I confini della Giudea rimasero in pace durante il regno di Erode, permettendogli di intraprendere un ambizioso programma edilizio che avrebbe portato lavoro e prosperità alla regione. I maggiori progetti che portò a termine comprendono l’ineguagliabile Tempio di Gerusalemme, una stupenda residenza invernale a Gerico, due palazzi sulla cima di Masada e il porto di Cesarea. Un giardino di palazzo a Gerico fu posto in posizione elevata cosicché la gente che passava lungo il colonnato poteva ammirare il fogliame e i fiori a livello degli occhi.

Erode è ricordato molto più per la sua crudeltà e ossessività che per le sue imprese architettoniche. Fece torturare e uccidere membri della famiglia, servitori e guardie del corpo, senza parlare dei suoi nemici veri. Come ultimo atto di depravazione, Erode imprigionò tutti i notabili della Giudea, ordinando che fossero giustiziati il giorno della sua morte, perché il paese precipitasse nel lutto. Quando Erode morì a Gerico all’età di circa 69 anni i prigionieri furono rilasciati. Invece che in lutto, il paese fu in giubilo.

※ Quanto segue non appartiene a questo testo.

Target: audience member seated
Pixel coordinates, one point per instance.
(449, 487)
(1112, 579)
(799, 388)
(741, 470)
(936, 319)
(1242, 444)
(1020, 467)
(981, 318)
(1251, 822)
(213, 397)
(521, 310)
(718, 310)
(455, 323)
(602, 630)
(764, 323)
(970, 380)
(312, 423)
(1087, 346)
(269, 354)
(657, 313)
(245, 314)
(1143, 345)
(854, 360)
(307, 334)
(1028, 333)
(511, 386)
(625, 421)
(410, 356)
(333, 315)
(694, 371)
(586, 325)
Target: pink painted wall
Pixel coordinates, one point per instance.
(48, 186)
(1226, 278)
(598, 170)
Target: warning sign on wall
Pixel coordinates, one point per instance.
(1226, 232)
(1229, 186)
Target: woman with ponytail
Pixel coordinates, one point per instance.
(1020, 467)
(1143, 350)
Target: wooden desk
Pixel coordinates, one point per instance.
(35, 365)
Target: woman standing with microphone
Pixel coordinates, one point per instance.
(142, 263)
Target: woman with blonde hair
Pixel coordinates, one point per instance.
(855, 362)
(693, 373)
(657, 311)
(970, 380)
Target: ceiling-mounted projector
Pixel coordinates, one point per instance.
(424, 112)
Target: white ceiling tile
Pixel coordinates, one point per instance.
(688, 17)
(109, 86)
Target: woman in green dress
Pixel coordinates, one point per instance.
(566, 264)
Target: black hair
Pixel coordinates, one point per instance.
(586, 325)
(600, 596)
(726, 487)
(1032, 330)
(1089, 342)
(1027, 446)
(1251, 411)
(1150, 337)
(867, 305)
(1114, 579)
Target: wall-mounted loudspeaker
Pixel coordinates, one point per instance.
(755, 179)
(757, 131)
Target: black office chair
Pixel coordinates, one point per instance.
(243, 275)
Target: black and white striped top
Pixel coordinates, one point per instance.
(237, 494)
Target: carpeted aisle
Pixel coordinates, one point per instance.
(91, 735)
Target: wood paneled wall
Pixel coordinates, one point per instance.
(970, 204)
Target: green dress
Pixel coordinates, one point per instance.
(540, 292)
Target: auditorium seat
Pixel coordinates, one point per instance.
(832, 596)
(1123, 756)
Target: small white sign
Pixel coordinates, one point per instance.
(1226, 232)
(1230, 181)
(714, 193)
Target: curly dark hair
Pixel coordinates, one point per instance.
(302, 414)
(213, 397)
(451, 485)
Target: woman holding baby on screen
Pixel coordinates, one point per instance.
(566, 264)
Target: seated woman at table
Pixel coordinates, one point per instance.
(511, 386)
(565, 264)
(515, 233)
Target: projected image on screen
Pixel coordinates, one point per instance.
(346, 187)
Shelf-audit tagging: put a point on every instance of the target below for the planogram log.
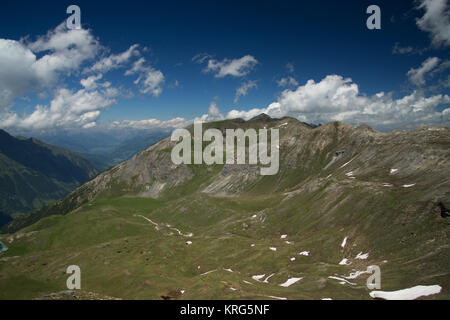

Giuseppe Flavio scrive che il corpo di Erode fu portato all’Erodion, dove, secondo le disposizioni lasciate per il suo decesso, fu sepolto. Il re defunto fu coperto di porpora, gli fu posto un diadema sul capo e al di sopra una corona d’oro, nella mano destra uno scettro. E così è cominciato un mistero che ha appassionato gli studiosi per secoli. Negli anni ‘60, Felicien de Saulcy, un esploratore francese, cercava la tomba di Erode sul blocco centrale sporgente nel centro dell’enorme piscina nella parte bassa dell’Erodion ; Padre Virgilio Corbo diresse uno scavo sulla cima dal 1963 al 1967 a nome dello Studium Biblicum Franciscanum di Gerusalemme. Nel 1983, una squadra diretta da Lambert Dolphin, geofisico della Silicon Valley, usò sonar e radar da roccia per individuare ciò che Dolphin pensava fosse una stanza di sepoltura nella base della torre più alta. Netzer non trovò i dati raccolti da Dolphin abbastanza convincenti da indurlo a distogliere i suoi sforzi da altri siti più promettenti – in particolare un edificio monumentale nel complesso più in basso. L’archeologo e altri sostengono che la sepoltura nella torre sarebbe stata impensabile, perchè la legge ebraica proibiva di seppelire i morti in luoghi abitati. Barbara Burrell, docente di studi classici all’Università di Cincinnati, scrisse nel 1999 che l’inumazione della salma di Erode all’interno del palazzo avrebbe provocato l’orrore di romani ed ebrei.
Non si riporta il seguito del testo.